Don’t get me wrong, social media. The time we have spent together has been great. I love the way you are able to communicate so quickly, so fluidly, so… seamlessly. And I wouldn’t trade the time we’ve had together for the world.

Oh, and we’re not breaking up. I’m not ready to leave you.

But I have noticed that our relationship has begun to change. And I can no longer avoid talking about it, lest you transform into a monster and eat me, as well as anyone else who knows you.

Using social media to lie is unfortunately easy. Here are just a few of the ways people do it.

1. The Fake Facebook Meme

I see this one all the time. It’s really easy to do. Simply find a picture of someone, make up a quote/fact/story, slap it on the bottom of the picture, and post it. Use Photoshop if necessary. Famous people, political stuff and religion statements seem to work best.
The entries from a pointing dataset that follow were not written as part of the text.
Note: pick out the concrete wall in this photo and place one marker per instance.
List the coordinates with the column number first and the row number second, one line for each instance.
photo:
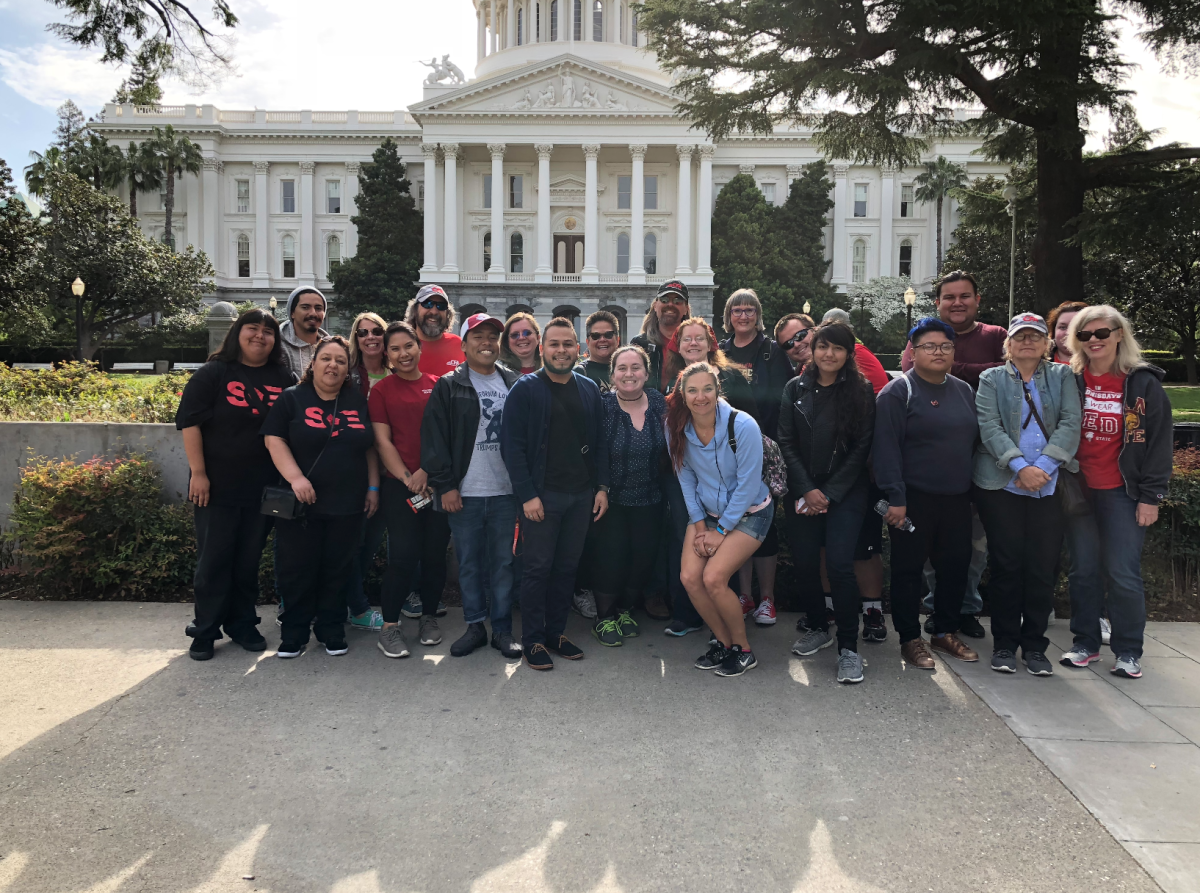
column 83, row 441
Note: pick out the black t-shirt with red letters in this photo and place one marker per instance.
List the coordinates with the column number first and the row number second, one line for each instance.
column 309, row 423
column 229, row 402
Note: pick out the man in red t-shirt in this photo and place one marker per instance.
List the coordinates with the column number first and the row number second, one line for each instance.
column 431, row 313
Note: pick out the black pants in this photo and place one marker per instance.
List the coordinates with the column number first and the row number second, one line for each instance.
column 627, row 545
column 943, row 538
column 417, row 543
column 838, row 532
column 229, row 543
column 1024, row 543
column 313, row 558
column 551, row 551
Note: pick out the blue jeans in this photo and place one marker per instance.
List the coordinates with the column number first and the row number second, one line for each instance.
column 483, row 541
column 1107, row 546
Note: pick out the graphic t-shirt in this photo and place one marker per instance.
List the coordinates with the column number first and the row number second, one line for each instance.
column 487, row 475
column 229, row 401
column 400, row 405
column 442, row 357
column 309, row 423
column 1103, row 432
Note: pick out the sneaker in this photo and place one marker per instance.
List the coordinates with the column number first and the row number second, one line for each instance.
column 627, row 625
column 1079, row 655
column 391, row 642
column 430, row 631
column 1127, row 665
column 737, row 661
column 712, row 658
column 850, row 666
column 413, row 605
column 607, row 634
column 679, row 629
column 765, row 615
column 585, row 604
column 1003, row 661
column 474, row 637
column 538, row 658
column 1037, row 664
column 813, row 641
column 873, row 625
column 367, row 621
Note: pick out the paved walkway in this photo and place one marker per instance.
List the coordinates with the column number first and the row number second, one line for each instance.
column 1129, row 749
column 126, row 767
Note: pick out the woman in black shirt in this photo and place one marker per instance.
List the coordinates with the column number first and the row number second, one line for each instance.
column 220, row 414
column 321, row 439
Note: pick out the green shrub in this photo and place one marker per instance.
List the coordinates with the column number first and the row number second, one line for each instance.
column 100, row 528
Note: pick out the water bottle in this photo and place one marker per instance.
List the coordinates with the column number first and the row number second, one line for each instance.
column 882, row 508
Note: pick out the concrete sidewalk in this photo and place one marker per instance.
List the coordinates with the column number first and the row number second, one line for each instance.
column 125, row 766
column 1129, row 749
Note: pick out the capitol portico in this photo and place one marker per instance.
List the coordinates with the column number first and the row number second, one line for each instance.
column 557, row 179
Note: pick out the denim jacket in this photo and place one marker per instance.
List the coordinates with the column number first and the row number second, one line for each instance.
column 1000, row 405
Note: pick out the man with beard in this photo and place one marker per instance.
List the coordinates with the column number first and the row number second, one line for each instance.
column 301, row 330
column 670, row 307
column 431, row 313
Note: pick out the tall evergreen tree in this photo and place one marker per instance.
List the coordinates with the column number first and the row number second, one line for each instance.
column 384, row 271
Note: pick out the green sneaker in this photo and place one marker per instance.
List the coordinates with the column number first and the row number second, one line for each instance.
column 627, row 625
column 607, row 634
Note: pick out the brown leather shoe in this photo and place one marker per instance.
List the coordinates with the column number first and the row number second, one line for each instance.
column 955, row 647
column 916, row 653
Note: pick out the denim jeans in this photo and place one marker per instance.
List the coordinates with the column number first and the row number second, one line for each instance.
column 483, row 541
column 1105, row 546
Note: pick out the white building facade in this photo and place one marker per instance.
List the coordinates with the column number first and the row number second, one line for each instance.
column 558, row 179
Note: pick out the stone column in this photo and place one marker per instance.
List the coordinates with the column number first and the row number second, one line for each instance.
column 705, row 213
column 545, row 240
column 450, row 231
column 262, row 238
column 430, row 207
column 496, row 271
column 591, row 215
column 838, row 251
column 886, row 216
column 637, row 215
column 683, row 227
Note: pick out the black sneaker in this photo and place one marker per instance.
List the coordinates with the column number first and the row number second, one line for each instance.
column 737, row 661
column 712, row 658
column 474, row 637
column 873, row 625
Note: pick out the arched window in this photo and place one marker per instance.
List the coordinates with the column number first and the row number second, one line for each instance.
column 906, row 258
column 858, row 270
column 516, row 253
column 333, row 255
column 289, row 257
column 244, row 256
column 623, row 252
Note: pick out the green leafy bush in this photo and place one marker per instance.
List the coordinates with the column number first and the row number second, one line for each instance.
column 100, row 528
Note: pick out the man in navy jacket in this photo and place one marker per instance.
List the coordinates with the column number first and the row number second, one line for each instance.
column 558, row 465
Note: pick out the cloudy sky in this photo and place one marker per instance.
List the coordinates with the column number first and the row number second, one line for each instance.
column 361, row 54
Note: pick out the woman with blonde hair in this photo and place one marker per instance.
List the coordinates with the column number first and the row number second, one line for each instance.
column 521, row 343
column 1125, row 456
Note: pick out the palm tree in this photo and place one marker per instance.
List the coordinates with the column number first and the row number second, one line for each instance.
column 941, row 178
column 177, row 155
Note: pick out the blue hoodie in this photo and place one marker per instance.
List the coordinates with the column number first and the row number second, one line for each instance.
column 719, row 481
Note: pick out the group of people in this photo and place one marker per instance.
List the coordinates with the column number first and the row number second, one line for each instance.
column 652, row 474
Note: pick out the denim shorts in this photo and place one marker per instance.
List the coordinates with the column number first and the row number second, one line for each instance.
column 753, row 523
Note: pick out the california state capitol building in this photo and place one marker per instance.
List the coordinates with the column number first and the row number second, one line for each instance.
column 557, row 179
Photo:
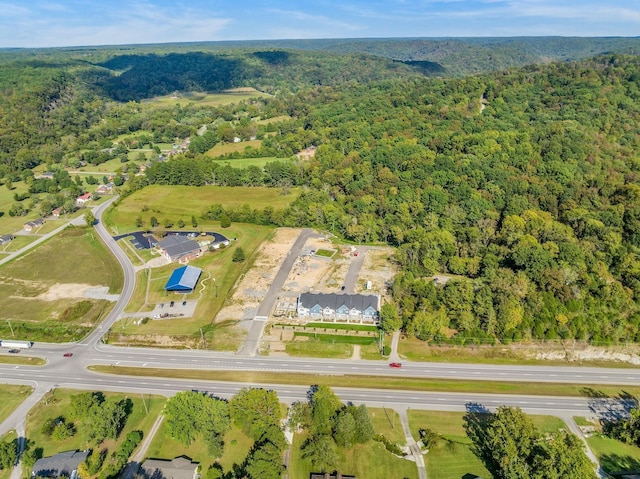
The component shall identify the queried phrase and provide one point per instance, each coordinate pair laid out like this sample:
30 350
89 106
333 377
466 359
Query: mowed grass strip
11 396
371 461
377 382
183 202
57 403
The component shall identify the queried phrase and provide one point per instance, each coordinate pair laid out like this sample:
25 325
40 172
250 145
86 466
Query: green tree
238 255
254 409
390 320
225 221
321 450
89 219
344 430
8 454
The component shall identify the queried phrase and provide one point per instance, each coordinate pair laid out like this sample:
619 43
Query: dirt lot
310 272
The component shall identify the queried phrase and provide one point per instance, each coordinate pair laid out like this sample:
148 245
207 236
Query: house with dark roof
31 225
178 468
350 308
178 248
183 280
63 464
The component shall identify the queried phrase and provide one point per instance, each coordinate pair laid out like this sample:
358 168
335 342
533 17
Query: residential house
5 239
179 468
179 248
31 225
83 199
350 308
63 464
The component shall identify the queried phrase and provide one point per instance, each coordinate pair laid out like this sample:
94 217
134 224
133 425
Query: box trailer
13 344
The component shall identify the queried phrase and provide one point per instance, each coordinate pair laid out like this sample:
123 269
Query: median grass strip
11 396
377 382
22 360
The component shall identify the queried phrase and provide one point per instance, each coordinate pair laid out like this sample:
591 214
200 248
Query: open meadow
227 97
44 289
182 202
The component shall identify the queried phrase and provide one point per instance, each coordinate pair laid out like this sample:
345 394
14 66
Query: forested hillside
523 185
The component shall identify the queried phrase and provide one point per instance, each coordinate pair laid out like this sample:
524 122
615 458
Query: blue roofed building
183 280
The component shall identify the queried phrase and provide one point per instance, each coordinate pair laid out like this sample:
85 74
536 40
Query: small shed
183 280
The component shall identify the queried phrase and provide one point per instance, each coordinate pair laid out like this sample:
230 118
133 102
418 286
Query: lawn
370 461
236 447
40 287
11 396
219 276
614 455
452 457
56 403
10 436
182 202
319 349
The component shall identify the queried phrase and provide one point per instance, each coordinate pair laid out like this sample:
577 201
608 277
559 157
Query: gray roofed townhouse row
179 248
351 308
63 464
178 468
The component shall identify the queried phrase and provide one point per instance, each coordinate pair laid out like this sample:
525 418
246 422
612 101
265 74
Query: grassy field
218 278
56 403
182 202
10 398
224 148
246 162
236 447
379 382
315 348
10 436
614 455
35 297
452 458
21 360
369 461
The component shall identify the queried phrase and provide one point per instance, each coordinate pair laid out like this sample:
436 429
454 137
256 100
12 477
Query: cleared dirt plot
52 291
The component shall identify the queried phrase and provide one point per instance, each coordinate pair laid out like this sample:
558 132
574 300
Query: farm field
223 148
227 97
57 402
45 299
183 202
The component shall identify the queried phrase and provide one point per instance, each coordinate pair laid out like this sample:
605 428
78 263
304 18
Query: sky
56 23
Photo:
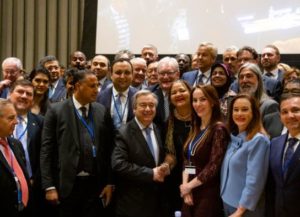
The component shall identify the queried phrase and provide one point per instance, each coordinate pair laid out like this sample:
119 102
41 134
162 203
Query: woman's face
201 104
218 77
180 95
242 113
40 83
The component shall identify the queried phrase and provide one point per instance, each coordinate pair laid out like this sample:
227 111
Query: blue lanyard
121 116
193 144
89 127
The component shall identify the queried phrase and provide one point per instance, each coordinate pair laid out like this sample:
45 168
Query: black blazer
136 192
283 192
60 149
8 186
104 98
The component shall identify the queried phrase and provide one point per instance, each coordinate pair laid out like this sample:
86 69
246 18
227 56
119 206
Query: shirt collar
141 126
78 105
115 92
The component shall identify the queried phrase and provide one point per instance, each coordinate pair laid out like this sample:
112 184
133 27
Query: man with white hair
11 70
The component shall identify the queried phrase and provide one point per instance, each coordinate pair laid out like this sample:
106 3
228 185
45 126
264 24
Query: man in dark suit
207 54
101 67
28 131
283 185
270 57
168 72
57 90
137 161
11 70
117 97
14 181
76 150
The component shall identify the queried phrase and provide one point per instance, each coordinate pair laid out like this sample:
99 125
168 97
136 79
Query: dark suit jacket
283 191
136 192
34 135
190 77
8 188
60 149
60 92
4 93
104 98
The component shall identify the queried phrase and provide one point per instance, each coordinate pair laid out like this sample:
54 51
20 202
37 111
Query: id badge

Most recently, I saw a meme claiming Coca Cola’s current formula is more addictive than its original formula, in spite of the fact that (admitted by the meme) the original formula contained cocaine.

I’ve never tried cocaine, but I’ll tell you this: I don’t see too many people hitting rock bottom over a soda.

Facebook memes are scary because they can be used to justify almost any fact, are easy to make viral, and are hard to argue with due to the speed with which they are created.

2. Bots

Twitter and Facebook both contain plenty of fake followers. How many is somewhat ambiguous; the account descriptions don’t generally admit they’re fake. Web Pro News states that more than 27% of the top ten Twitter accounts’ followers are fake. According to Forbes, Facebook estimates it has roughly 83 million fake followers.

So we know it’s out there. It’s factual. The question is how many of these bots are creating activity that appears to be real? And that activity matters for a clear and obvious reason: It can affect media and create news. CNN reports based on tweets, as one rather famous news satirist has shown.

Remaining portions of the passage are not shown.